It: Welcome to Derry Finale Will Leave You Devastated — And Its Backwards Storytelling Holds the Key
Small-town smiles, big-time menace: the It prequel peels back Derry’s facade to reveal new nightmares behind every red balloon.
Two episodes in and we already need a nightlight. 'It: Welcome to Derry' is the prequel ride back into the sewer grates of Stephen King land, and the folks who built it are already teasing how this season ends. Short version: brace yourself.
So what are they teasing?
Co-creators Barbara and Andy Muschietti say the finale is going to hit hard. Barbara put it bluntly to Collider:
'Destroyed.'
Andy, a little gentler but not by much, added:
'There's a feeling of closure. Of course, everybody that knows the movies knows that It is alive in 1989, but there is a trick. There's something that happens and it's related to the reason we're telling the story backwards.'
And if that sounds like he's hinting at some narrative sleight of hand, he is. He followed with:
'Nothing is what it looks like in this world, let me put it that way. I can't be too clear about it.'
How this fits with the movies
The show is set in 1962, decades before the Losers Club story we saw in the recent two-part film adaptation. That naturally raises the big question: if this season delivers 'closure,' why is Pennywise still very much an ongoing nightmare by 1989? Andy's 'there is a trick' line is doing a lot of work here. Given Pennywise's whole deal with bending reality, don't expect a straight line between cause and effect. The series being a prequel is the obvious 'backwards' part; how that plays into the ending is the puzzle they want you thinking about.
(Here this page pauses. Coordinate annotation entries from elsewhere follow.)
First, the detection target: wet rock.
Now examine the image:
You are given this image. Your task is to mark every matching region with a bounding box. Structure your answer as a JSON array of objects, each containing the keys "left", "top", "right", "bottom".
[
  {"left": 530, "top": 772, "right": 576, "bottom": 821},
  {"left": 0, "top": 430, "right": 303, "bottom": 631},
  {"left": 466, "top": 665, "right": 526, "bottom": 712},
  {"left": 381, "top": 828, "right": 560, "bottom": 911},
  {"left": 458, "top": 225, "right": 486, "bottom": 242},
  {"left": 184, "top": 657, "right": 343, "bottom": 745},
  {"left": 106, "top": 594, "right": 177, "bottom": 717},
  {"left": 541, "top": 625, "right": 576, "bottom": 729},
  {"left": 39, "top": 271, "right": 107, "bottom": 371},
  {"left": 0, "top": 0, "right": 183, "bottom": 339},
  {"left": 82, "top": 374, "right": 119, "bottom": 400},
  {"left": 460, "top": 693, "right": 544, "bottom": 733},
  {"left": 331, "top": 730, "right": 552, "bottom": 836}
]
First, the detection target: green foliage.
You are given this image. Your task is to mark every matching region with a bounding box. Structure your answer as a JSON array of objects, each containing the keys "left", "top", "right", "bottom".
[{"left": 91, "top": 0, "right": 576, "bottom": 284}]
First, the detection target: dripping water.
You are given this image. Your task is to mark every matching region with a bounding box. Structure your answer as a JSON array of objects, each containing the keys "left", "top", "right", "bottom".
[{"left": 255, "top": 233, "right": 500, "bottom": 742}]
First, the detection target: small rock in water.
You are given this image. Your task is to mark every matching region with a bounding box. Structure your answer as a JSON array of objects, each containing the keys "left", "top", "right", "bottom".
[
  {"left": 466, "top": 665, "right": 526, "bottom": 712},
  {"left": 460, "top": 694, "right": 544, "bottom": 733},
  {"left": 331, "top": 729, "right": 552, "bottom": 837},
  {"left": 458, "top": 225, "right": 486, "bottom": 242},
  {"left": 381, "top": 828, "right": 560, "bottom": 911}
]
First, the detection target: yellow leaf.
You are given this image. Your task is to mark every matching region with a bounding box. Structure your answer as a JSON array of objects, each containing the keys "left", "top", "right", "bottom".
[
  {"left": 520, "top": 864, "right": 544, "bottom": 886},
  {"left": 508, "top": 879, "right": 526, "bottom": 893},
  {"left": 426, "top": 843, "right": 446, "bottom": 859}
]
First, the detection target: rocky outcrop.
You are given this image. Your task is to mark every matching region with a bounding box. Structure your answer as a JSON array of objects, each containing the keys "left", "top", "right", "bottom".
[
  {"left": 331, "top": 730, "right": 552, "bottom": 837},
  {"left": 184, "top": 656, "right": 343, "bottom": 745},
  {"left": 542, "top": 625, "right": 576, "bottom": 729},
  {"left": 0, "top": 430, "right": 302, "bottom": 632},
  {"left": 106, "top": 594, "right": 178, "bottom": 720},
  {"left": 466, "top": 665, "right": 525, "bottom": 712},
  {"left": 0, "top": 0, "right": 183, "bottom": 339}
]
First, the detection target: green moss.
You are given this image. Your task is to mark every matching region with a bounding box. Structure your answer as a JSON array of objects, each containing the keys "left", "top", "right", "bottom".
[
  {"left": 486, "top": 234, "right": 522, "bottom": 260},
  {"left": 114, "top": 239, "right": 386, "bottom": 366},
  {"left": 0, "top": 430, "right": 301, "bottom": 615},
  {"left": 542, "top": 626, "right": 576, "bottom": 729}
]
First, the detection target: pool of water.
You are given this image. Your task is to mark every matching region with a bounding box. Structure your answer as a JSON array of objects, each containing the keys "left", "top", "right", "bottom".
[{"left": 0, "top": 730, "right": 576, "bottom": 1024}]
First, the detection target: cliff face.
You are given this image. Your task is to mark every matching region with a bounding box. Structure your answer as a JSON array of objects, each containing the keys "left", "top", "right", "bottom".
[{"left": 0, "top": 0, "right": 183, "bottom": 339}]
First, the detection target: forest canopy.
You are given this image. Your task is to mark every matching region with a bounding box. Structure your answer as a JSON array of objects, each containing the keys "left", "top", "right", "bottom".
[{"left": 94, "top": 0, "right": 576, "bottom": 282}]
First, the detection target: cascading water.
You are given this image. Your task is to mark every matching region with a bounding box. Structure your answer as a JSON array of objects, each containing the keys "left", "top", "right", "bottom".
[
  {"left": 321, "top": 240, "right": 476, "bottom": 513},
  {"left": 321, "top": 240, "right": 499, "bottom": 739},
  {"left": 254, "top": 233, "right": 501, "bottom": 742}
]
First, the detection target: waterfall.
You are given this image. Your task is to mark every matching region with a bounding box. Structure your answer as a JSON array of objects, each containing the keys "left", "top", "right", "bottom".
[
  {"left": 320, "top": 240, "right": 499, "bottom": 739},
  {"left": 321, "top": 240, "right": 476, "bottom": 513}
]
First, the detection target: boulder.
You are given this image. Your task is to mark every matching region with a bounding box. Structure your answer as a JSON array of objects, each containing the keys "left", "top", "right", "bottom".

Where the show is right now
Early days, but the first two episodes have already left a trail of chaos. The setup is classic Derry: a new group of kids, a feeding cycle ramping up, and a town pretending not to notice. From the sound of it, the intensity is only climbing from here.
The nuts and bolts
'It: Welcome to Derry' runs for eight episodes. It airs on HBO in the US and on Sky Atlantic in the UK.